Comparing that with Atlantis where you face the most BS spongy enemies sometimes in very cramped environment while they leap at you and mess up with your aiming and sometimes can knock you into traps or lava. The impossible to dodge dart traps while you're shimmying across and that blind backflip right after. One and done slope jumps with difficult timing. Mixing boulder traps, spike traps, lava holes, breakable tiles, and swinging axes together,..
Meanwhile the "hard part" of The Great Wall is getting out of a hole with moving spike walls in time where you have over 10 seconds to get out, and jumping over slicers that deal minor damage if your timing is a little off. The rest of the "hard part" is just mundane running forward, jumping once at the right time, and notice a breakable tile right next to you while you have about 10 seconds until a spike trap kills you.
Yes, it's tighter if you go for the two collectables, but at the same time, you're consciously making a decision that makes it harder for yourself to survive.
I'd argue in TR2, you have so much ammunition to discover that by Venice or Bartoli Hideout you could pretty much ditch the pistols entirely if you manage to find most secrets and pick ups.

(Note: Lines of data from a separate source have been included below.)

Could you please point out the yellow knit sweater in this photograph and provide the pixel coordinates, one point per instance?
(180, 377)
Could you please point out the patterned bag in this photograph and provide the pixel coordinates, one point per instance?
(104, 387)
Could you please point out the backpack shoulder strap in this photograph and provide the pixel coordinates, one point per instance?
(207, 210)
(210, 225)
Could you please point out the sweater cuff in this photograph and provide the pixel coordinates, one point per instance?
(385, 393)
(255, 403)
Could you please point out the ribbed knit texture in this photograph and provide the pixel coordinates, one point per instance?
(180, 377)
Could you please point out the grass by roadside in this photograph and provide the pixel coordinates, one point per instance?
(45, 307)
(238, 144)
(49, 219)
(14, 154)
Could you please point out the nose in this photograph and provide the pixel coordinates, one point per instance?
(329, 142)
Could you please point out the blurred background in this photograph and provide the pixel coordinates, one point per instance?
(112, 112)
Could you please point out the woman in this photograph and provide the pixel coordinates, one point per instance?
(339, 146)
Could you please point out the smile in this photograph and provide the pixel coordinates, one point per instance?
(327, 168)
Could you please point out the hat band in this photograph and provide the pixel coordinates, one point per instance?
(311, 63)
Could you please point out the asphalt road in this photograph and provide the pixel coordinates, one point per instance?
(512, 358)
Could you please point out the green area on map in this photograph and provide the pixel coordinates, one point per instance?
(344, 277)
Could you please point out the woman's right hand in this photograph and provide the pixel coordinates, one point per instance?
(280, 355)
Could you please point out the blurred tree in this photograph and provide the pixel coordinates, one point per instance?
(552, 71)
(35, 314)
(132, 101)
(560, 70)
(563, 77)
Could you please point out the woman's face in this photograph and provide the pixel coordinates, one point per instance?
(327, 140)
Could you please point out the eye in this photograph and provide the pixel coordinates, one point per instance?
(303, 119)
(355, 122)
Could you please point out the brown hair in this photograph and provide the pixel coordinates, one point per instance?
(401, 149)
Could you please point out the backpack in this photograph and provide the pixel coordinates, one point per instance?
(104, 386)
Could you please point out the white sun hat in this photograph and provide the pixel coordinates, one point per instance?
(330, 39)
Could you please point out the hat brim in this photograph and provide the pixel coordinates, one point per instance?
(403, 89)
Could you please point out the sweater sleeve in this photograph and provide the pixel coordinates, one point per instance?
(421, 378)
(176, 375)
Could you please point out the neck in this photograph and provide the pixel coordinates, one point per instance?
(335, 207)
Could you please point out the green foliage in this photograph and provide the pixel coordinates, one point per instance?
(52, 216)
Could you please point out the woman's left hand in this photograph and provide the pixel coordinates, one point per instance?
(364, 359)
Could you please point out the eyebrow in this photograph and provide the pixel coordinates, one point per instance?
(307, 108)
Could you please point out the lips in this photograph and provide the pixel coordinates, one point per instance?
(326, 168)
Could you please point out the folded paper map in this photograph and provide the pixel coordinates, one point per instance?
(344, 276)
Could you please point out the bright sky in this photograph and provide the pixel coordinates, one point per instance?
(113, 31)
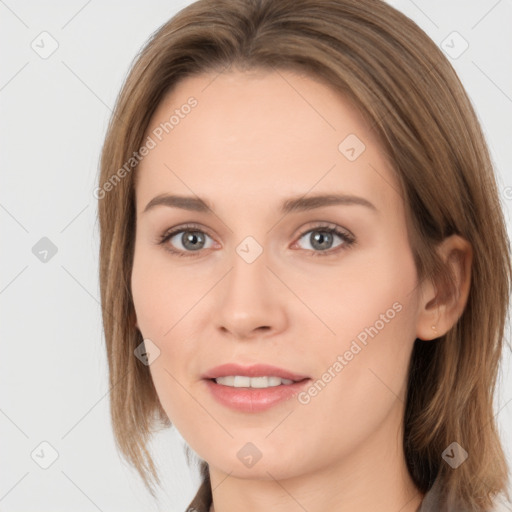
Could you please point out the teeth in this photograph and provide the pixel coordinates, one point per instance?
(240, 381)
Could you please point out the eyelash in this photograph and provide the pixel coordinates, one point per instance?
(348, 239)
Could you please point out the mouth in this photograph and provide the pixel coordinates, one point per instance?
(253, 388)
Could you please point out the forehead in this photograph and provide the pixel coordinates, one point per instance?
(260, 133)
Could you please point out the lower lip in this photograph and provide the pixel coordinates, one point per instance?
(254, 399)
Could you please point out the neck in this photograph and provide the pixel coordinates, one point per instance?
(372, 477)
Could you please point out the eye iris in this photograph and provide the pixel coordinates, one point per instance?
(191, 237)
(323, 238)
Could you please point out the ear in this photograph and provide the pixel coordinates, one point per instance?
(442, 304)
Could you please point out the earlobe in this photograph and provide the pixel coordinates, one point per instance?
(443, 300)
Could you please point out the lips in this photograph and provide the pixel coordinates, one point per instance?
(255, 370)
(253, 399)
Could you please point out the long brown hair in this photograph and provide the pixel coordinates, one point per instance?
(408, 91)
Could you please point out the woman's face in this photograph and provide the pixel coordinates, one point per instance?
(256, 277)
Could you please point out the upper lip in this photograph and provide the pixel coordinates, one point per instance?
(253, 370)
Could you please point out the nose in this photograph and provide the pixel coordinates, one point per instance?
(251, 303)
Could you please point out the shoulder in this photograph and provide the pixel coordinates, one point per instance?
(202, 500)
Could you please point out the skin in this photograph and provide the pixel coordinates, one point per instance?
(254, 140)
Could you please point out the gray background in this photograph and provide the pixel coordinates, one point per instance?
(53, 117)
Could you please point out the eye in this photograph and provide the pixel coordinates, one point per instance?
(321, 238)
(190, 239)
(185, 239)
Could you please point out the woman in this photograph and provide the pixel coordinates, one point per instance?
(304, 261)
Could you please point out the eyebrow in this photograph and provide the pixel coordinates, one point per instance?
(295, 204)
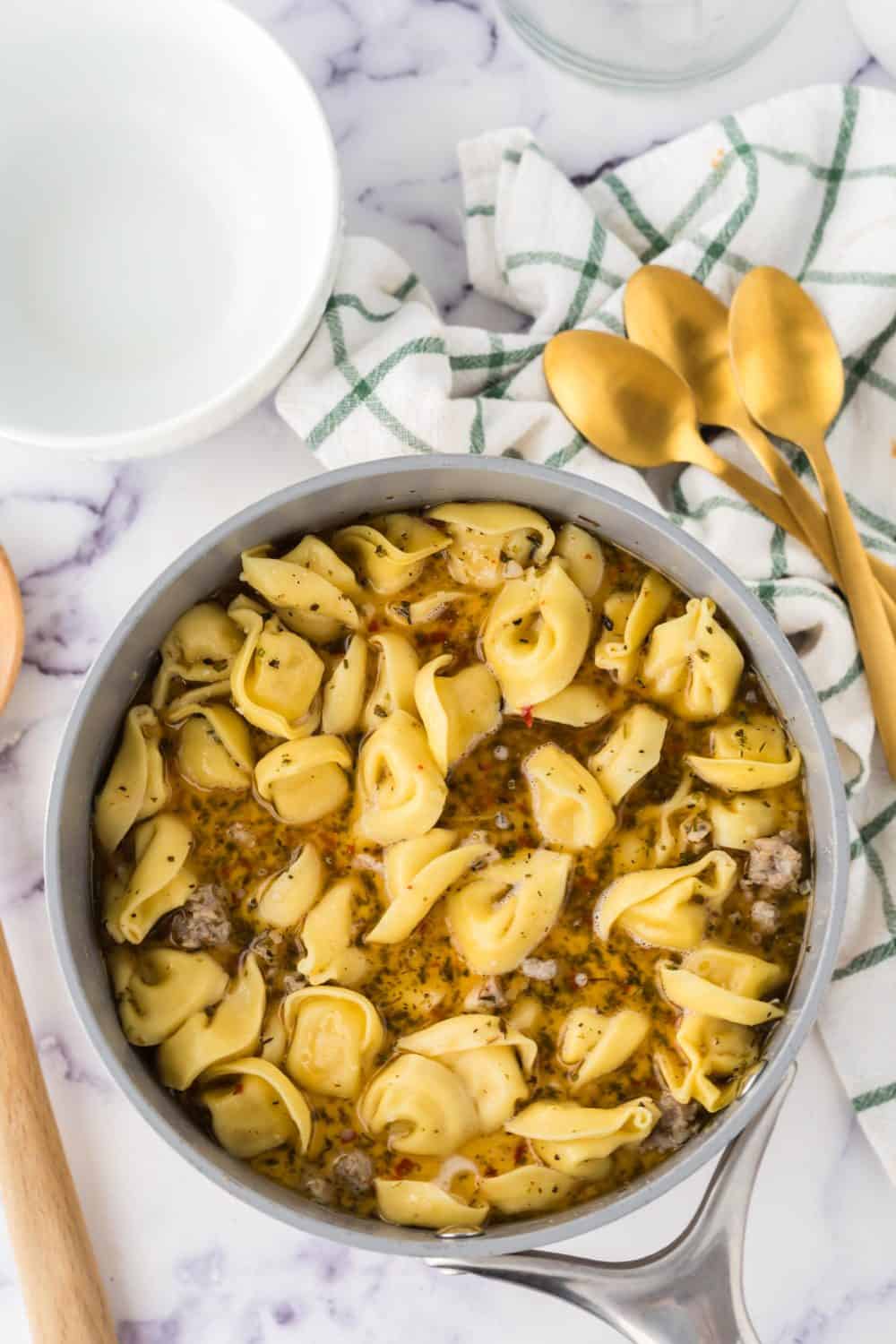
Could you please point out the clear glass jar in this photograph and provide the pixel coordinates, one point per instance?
(648, 43)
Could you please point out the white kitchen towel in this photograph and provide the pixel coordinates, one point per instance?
(806, 183)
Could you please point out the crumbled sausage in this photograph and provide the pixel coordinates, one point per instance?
(242, 835)
(202, 922)
(774, 862)
(487, 994)
(535, 968)
(694, 832)
(675, 1126)
(320, 1190)
(354, 1171)
(269, 949)
(764, 916)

That's only by knowing the locations though. By the Maria Doria onward however, the only reasons you'd stick to pistols are:
1- The enemies in question are the weaker types, or easy to exploit from a vantage point
2- Stingy player
3- Wasted too much ammo or kept missing shots
4- Ignored or missed a lot of pickups in general
3/4ths through the game is pretty late to just "start" to use bigger guns. Personally I'm not a fan of the M16 while moving around, but ain't no reason to not have been using the Uzis or Shotgun for a while by this point.
In my playthroughs, Automatic Pistols pretty much become my main weapons by Venice. Hitscan enemies are a ♥♥♥♥♥ and I'd rather them not be there, but admittedly they (and human enemies in general) drop ammo and medkits, so it's balanced out. Taking them out quickly means saving medkits and time. Taking them out slower means saving ammo while it's littered all over the game.
Makes the Great Wall feel like Lara's Manor.
In all honesty if you feel bad with TR2 difficulty level overall, you won't even pass the first 3 TR3 levels lmao.